Having at least one chronic disease produced statistically significant findings for breast cancer type of BCSP in the current study. This could be because the people with chronic illnesses visit the health centers more frequently and therefore feel closer to the idea of undergoing screening. For example, a population-based study involving Korean adults stated that the people who attended regular health checkups were more likely to have mamography screening.23 A similar result was provided in another study.24 In this study, the participants’ workplace was a health center; however, health workers have same obstacles as non-health workers.


The findings of the current study indicating the associations between lifestyle characteristics and screening behavior reflect evidence in the extant literature. For example, the participants who were exercising and smoking were more likely to have undergone mammography. Research indicates that dietary compliance and taking part in regular exercise programs are related to the individual’s perception of susceptibility to the related health problem and their perception that the benefits of preventive actions outweigh the costs.24-26


No significant difference was found among the study participants in terms of performing a mammography scanning in terms of their job. This result was consistent with a few studies,10,29 but some reported that the physicians’ health motivation and breast self-examination self-efficacy perceptions were higher than those of the nurses and midwives.16 Furthermore, the health beliefs of health workers concerning the perceived susceptibility of cancer and perceived benefits of early diagnosis significantly impact their screening practices.28


In another study that detected the behaviors of nurses and physicians with regard to patients’ cancer screening, significant differences between nurses' and physicians' rating of patient-related barriers was identified, such as fear of cancer diagnosis, belief that screening is not effective, and embarrassment or anxiety about screening tests and culture.29According to our study, it was found that female healthcare professionals working in the community health center had a higher rate of screening compared to those working in other workplaces. This can be explained by the fact that efforts to ensure public participation in the BCSP is included in performance criteria for community health center employees rather than family health centers, and therefore these employees are more familiar with this screening.

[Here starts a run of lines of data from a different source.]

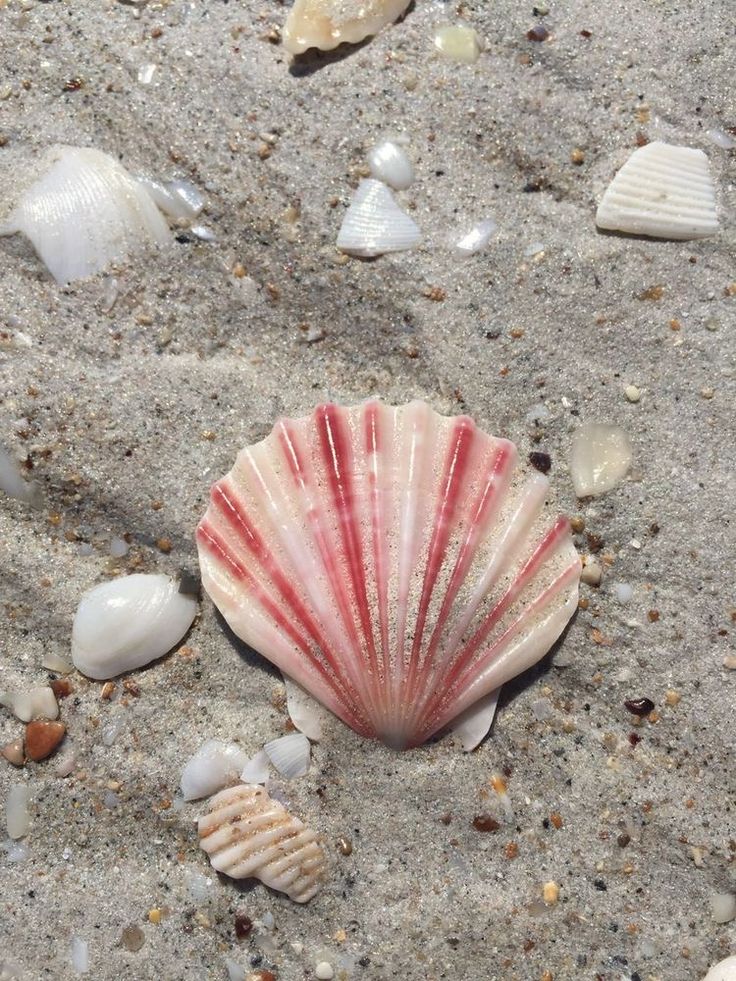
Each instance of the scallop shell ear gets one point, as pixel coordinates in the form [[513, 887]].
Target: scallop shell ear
[[393, 562], [326, 23], [663, 191], [246, 834]]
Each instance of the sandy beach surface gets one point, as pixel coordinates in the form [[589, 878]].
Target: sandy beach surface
[[124, 415]]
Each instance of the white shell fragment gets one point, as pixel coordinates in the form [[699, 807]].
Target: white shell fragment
[[17, 814], [663, 191], [289, 754], [37, 703], [246, 834], [390, 164], [477, 238], [326, 23], [304, 711], [375, 224], [85, 212], [128, 622], [458, 43], [723, 970], [215, 765], [600, 458]]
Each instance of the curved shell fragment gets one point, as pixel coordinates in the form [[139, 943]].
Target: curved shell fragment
[[247, 834]]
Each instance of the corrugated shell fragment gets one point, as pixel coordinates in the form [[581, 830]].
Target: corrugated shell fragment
[[663, 191], [248, 835]]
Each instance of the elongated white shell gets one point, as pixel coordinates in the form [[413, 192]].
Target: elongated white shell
[[600, 458], [247, 834], [374, 223], [391, 561], [663, 191], [326, 23], [289, 754], [390, 164], [213, 766], [85, 212], [128, 622]]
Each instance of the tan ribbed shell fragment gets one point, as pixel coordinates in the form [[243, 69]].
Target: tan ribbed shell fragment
[[246, 834]]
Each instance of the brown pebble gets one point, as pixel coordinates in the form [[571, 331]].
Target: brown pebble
[[61, 687], [484, 822], [133, 938], [13, 752], [42, 738]]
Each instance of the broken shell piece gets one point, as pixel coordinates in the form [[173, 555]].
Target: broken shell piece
[[289, 754], [326, 23], [247, 834], [600, 459], [393, 561], [85, 212], [477, 238], [128, 622], [458, 43], [389, 163], [663, 191], [374, 223], [38, 703], [215, 765]]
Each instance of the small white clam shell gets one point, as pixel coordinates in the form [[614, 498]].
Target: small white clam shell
[[247, 834], [374, 223], [128, 622], [213, 766], [600, 458], [326, 23], [289, 754], [390, 164], [85, 212], [663, 191]]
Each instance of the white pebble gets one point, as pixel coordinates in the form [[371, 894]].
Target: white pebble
[[389, 163], [723, 907]]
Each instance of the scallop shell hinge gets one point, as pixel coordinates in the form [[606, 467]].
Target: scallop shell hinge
[[246, 834], [393, 562]]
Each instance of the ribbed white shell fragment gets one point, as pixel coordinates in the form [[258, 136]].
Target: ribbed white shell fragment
[[326, 23], [663, 191], [247, 834], [85, 212], [392, 561], [374, 223]]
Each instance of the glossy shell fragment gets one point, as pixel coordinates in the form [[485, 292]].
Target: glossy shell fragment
[[663, 191], [326, 23], [248, 835], [391, 561]]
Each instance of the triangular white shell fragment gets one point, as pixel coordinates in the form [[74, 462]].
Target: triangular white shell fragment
[[663, 191], [375, 224], [85, 212]]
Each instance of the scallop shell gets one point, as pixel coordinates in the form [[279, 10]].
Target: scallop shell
[[326, 23], [663, 191], [246, 834], [392, 561]]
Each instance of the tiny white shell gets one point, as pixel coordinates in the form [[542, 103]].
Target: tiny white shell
[[375, 224], [326, 23], [85, 212], [289, 754], [256, 769], [663, 191], [600, 458], [389, 163], [247, 834], [213, 766], [477, 238], [128, 622]]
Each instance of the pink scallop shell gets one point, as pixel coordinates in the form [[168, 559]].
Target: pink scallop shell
[[392, 561]]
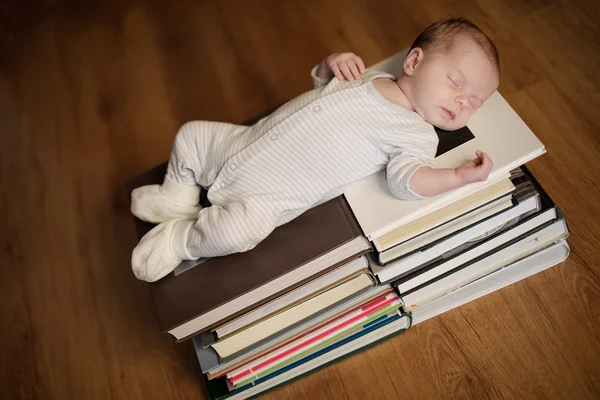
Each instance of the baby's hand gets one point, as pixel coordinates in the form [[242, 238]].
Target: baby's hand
[[345, 66], [475, 170]]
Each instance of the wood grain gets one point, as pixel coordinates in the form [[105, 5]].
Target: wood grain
[[92, 94]]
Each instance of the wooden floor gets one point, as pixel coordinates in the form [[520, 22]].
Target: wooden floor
[[92, 95]]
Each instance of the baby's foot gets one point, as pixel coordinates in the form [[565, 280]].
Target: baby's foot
[[161, 250], [160, 203]]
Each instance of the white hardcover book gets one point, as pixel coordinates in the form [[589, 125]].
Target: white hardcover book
[[304, 292], [410, 262], [479, 250], [498, 131], [513, 253], [537, 262]]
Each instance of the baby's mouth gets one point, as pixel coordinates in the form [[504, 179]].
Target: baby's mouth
[[449, 115]]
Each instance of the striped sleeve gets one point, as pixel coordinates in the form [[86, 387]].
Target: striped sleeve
[[418, 150], [318, 82]]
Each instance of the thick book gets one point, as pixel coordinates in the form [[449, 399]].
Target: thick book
[[426, 228], [316, 340], [292, 316], [293, 297], [223, 288], [490, 242], [373, 334], [496, 280], [216, 367], [454, 279], [496, 129], [487, 209], [526, 204]]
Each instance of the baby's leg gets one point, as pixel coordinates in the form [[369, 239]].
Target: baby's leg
[[179, 195], [218, 231]]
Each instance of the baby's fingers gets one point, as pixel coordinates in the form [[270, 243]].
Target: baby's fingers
[[346, 71], [336, 71], [353, 68], [359, 63]]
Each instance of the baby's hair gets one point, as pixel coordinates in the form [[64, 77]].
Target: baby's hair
[[441, 35]]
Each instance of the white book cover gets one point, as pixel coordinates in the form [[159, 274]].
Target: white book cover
[[506, 276], [497, 130]]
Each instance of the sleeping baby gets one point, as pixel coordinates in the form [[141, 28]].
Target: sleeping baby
[[354, 122]]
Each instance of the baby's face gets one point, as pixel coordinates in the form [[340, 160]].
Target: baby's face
[[448, 86]]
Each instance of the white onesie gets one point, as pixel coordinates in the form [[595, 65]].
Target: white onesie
[[305, 153]]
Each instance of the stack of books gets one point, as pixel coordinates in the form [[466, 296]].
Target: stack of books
[[441, 252], [365, 266], [303, 297]]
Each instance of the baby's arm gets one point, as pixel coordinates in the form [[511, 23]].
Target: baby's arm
[[344, 66], [427, 181]]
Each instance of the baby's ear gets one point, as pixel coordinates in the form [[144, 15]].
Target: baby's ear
[[413, 60]]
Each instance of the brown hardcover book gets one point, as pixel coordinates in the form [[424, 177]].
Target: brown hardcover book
[[223, 288]]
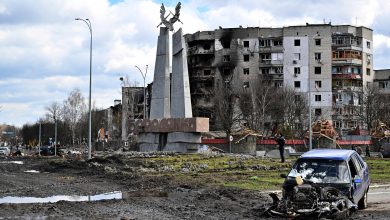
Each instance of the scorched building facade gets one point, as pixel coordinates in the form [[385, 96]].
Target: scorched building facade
[[327, 64]]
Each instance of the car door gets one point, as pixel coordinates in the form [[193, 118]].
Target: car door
[[358, 188], [363, 172]]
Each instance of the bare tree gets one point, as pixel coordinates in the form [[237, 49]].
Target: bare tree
[[370, 105], [226, 108], [54, 113], [73, 110]]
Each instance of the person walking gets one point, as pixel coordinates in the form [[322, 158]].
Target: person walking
[[281, 141], [368, 151]]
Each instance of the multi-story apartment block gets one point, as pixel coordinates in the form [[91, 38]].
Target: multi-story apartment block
[[382, 80], [326, 63]]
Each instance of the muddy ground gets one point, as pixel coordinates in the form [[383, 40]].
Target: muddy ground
[[146, 195]]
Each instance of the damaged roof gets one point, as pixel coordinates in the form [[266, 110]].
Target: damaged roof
[[331, 154]]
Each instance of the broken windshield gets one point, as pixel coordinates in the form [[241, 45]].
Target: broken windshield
[[321, 171]]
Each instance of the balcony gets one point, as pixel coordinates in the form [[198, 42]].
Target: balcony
[[270, 62], [269, 49], [346, 76], [344, 61], [199, 51]]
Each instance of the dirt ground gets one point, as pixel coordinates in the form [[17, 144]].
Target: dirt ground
[[145, 195]]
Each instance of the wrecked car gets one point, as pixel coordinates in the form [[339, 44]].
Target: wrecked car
[[326, 183]]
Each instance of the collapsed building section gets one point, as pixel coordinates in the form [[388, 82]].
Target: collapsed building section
[[332, 63]]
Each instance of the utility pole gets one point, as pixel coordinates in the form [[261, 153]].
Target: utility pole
[[39, 144], [144, 77], [88, 23]]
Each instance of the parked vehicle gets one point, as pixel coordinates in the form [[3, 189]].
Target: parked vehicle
[[4, 151], [325, 182]]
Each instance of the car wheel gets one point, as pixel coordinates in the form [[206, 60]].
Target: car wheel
[[362, 204]]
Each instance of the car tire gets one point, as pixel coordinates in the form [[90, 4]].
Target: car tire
[[362, 204]]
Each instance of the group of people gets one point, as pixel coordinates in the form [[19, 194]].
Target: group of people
[[360, 151], [281, 142]]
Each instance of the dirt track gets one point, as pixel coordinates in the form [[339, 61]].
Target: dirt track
[[144, 196]]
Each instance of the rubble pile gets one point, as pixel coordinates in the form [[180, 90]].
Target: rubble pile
[[380, 130], [324, 128]]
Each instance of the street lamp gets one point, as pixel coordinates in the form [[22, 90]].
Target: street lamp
[[144, 77], [88, 22]]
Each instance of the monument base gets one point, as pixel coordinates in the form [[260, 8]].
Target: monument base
[[183, 142], [326, 143]]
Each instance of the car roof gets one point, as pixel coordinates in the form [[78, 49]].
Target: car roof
[[331, 154]]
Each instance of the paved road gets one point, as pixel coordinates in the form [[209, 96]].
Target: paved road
[[378, 204]]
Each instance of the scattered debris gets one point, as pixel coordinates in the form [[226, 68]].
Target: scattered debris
[[311, 201]]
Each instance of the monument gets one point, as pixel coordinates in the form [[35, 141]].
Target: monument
[[171, 126]]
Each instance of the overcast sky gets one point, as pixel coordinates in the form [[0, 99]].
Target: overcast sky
[[44, 52]]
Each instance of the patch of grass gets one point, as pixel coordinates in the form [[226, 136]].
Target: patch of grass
[[379, 170], [243, 172]]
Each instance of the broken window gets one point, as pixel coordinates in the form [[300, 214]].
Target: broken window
[[246, 57], [265, 57], [297, 70], [368, 71], [297, 56], [265, 43], [317, 56], [318, 84], [297, 84], [317, 112], [317, 70], [226, 71], [264, 70], [206, 46], [227, 84], [225, 43], [337, 124], [278, 69], [297, 42], [318, 42], [208, 84], [297, 98], [278, 42], [279, 84]]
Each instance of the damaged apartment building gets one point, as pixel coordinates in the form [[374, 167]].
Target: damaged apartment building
[[328, 63]]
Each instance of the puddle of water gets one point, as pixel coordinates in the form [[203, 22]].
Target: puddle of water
[[15, 162], [31, 171], [52, 199]]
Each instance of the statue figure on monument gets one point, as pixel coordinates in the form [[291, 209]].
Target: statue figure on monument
[[169, 23]]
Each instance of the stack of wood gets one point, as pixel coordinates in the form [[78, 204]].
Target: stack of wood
[[380, 130], [324, 128]]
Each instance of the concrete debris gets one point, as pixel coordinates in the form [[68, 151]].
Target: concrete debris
[[311, 201]]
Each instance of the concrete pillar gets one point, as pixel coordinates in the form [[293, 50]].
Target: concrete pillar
[[125, 112], [181, 98], [326, 143], [160, 104]]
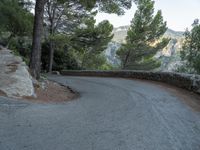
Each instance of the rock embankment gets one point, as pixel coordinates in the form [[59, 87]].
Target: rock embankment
[[15, 80], [187, 81]]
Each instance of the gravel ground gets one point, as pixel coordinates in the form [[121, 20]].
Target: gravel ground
[[110, 114]]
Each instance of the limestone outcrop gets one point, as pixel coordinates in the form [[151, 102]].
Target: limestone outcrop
[[15, 80]]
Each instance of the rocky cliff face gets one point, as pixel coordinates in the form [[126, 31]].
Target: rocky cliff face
[[169, 56], [15, 80]]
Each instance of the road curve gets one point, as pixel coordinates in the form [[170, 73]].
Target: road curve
[[110, 114]]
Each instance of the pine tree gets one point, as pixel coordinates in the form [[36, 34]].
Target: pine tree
[[191, 49], [143, 38], [90, 41], [112, 6]]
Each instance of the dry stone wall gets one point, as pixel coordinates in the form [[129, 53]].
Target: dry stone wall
[[190, 82]]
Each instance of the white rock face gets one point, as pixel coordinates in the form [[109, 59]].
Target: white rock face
[[15, 80]]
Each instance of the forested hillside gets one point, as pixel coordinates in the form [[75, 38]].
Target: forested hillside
[[169, 56]]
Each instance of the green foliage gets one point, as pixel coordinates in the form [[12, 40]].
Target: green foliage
[[89, 41], [143, 38], [15, 19], [63, 58], [191, 49], [111, 6]]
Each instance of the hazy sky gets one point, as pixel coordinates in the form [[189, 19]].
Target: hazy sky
[[179, 14]]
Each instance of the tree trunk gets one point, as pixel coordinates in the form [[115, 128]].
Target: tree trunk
[[35, 61], [51, 56], [126, 60]]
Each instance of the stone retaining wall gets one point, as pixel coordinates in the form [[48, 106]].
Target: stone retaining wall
[[187, 81]]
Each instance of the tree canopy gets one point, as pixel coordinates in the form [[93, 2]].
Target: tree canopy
[[143, 38], [191, 48]]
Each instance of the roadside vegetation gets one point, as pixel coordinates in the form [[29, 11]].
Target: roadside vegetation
[[63, 34]]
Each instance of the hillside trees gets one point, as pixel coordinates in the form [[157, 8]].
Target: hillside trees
[[143, 38], [191, 49], [113, 6], [89, 42], [16, 20], [62, 18]]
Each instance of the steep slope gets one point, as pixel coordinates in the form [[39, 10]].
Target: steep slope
[[169, 56]]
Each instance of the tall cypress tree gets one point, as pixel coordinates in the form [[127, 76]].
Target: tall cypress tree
[[143, 39]]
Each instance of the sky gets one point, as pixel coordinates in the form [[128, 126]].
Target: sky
[[179, 14]]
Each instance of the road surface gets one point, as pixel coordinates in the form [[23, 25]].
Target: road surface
[[110, 114]]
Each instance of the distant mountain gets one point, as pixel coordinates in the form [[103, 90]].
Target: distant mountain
[[120, 34], [169, 56]]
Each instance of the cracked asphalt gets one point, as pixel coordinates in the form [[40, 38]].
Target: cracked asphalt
[[110, 114]]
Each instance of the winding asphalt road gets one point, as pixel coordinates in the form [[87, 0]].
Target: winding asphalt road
[[110, 114]]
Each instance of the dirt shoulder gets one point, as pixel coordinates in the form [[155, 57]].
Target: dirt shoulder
[[50, 91], [53, 92]]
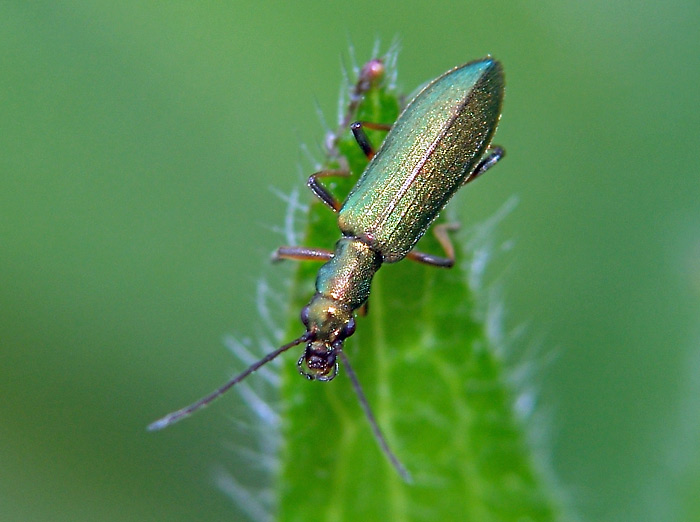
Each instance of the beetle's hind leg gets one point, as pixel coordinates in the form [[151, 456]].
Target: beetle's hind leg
[[441, 234], [493, 156]]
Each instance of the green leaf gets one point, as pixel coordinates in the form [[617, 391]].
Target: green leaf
[[433, 379]]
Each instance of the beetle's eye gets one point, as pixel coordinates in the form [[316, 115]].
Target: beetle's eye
[[348, 329]]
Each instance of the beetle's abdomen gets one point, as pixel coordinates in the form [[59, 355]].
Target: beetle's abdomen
[[435, 144]]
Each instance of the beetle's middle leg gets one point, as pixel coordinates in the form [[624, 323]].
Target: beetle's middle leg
[[322, 192], [495, 154], [361, 138], [441, 234], [302, 254]]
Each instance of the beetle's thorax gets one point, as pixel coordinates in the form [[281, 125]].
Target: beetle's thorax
[[342, 286]]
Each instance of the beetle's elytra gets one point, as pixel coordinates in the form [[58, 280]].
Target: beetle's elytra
[[440, 142]]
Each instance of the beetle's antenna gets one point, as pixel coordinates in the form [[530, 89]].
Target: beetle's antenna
[[178, 415], [376, 431]]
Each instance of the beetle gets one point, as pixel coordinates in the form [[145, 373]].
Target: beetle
[[440, 142]]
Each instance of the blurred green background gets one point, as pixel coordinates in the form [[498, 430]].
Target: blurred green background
[[139, 142]]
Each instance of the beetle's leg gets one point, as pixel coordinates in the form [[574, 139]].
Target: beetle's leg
[[361, 136], [322, 192], [441, 235], [495, 154], [302, 254], [364, 309]]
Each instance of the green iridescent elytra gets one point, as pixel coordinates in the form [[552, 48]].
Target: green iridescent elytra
[[434, 145], [440, 142]]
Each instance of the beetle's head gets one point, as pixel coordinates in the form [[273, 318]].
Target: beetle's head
[[327, 326]]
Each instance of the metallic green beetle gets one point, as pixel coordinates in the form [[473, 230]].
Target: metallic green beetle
[[440, 142]]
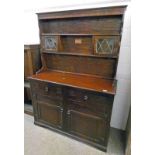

The present study found that the PCPs reported several obstacles to the mammography use including the following issues: difficulty getting time off from work, postponed/I will, fear of a cancer diagnosis, trouble remembering to schedule screenings, and not having relatives with cancer. Furthermore, various studies have shown that the most frequent barriers to mammography screening were being busy and lack of perceived susceptibility.14


The data we presented in this study were obtained from women healthcare professionals in primary health care system in the same province. The limitations of this study are that the mammography device is accessible in secondary and tertiary health institutions rather than primary care and not knowing the participation of women working in the secondary and tertiary care levels.


As a result, almost half of the female employees have not had cancer screening, although they should have it. These findings indicate that motivating healthcare professionals to increase their level of practice on cancer screening and display higher sensitivity regarding the protection against and early diagnosis breast cancers are necessary. Additionally, the most significant means of achieving this is to ensure that in-service trainings, cancer screenings, and risks to be taken in case of non-screening are mentioned seriously.